What is LSTM?

What does LSTM stand for?

LSTM stands for long short term memory. It is a model or architecture that extends the memory of recurrent neural networks. Typically, recurrent neural networks have 'short term memory' in that they use persistent previous information to be used in the current neural network. Essentially, the previous information is used in the present task. That means we do not have a list of all of the previous information available for the neural node.

Find out how LSTM works alongside recurrent neural networks. Watch this short video tutorial.

How does LSTM work?

LSTM introduces long-term memory into recurrent neural networks. It mitigates the vanishing gradient problem, which is where the neural network stops learning because the updates to the various weights within a given neural network become smaller and smaller. It does this by using a series of 'gates'. These are contained in memory blocks which are connected through layers, like this:

what-is-lstm-img-0

There are three types of gates within a unit:

Input Gate: Scales input to cell (write)

Output Gate: Scales output to cell (read)

Forget Gate: Scales old cell value (reset)

Each gate is like a switch that controls the read/write, thus incorporating the long-term memory function into the model.

Applications of LSTM

There are a huge range of ways that LSTM can be used, including:

Handwriting recognition

Time series anomaly detection

Speech recognition

Learning grammar

Composing music

The difference between LSTM and GRU

There are many similarities between LSTM and GRU (Gated Recurrent Units). However, there are some important differences that are worth remembering:

A GRU has two gates, whereas an LSTM has three gates.
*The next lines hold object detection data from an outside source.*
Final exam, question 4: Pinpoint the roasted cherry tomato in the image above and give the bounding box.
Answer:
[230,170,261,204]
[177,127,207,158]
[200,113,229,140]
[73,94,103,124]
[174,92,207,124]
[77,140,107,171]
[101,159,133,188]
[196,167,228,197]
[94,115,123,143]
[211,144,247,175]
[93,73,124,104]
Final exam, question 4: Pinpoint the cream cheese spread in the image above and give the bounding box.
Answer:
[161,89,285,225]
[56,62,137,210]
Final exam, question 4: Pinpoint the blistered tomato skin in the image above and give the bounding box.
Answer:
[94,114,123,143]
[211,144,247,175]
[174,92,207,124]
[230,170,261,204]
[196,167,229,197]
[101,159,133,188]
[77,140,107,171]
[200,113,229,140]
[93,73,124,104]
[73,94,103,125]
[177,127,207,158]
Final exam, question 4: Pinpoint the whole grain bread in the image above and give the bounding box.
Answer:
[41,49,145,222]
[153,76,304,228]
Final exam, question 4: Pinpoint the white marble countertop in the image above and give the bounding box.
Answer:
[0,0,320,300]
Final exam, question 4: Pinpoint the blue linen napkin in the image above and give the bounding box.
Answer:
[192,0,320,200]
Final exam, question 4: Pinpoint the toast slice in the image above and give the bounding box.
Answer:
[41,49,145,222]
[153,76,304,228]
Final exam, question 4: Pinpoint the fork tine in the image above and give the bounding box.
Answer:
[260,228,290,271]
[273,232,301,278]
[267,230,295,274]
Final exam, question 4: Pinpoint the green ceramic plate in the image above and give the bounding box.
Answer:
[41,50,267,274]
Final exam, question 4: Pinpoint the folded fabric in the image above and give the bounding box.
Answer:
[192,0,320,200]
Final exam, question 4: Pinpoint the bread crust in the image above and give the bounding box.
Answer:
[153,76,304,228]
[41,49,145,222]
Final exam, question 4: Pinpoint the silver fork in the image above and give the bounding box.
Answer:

GRUs don't possess any internal memory that is different from the exposed hidden state. They don't have the output gate, which is present in LSTMs.

There is no second nonlinearity applied when computing the output in GRU.

GRU as a concept, is a little newer than LSTM. It is generally more efficient - it trains models at a quicker rate than LSTM. It is also easier to use. Any modifications you need to make to a model can be done fairly easily. However, LSTM should perform better than GRU where longer term memory is required. Ultimately, comparing performance is going to depend on the data set you are using.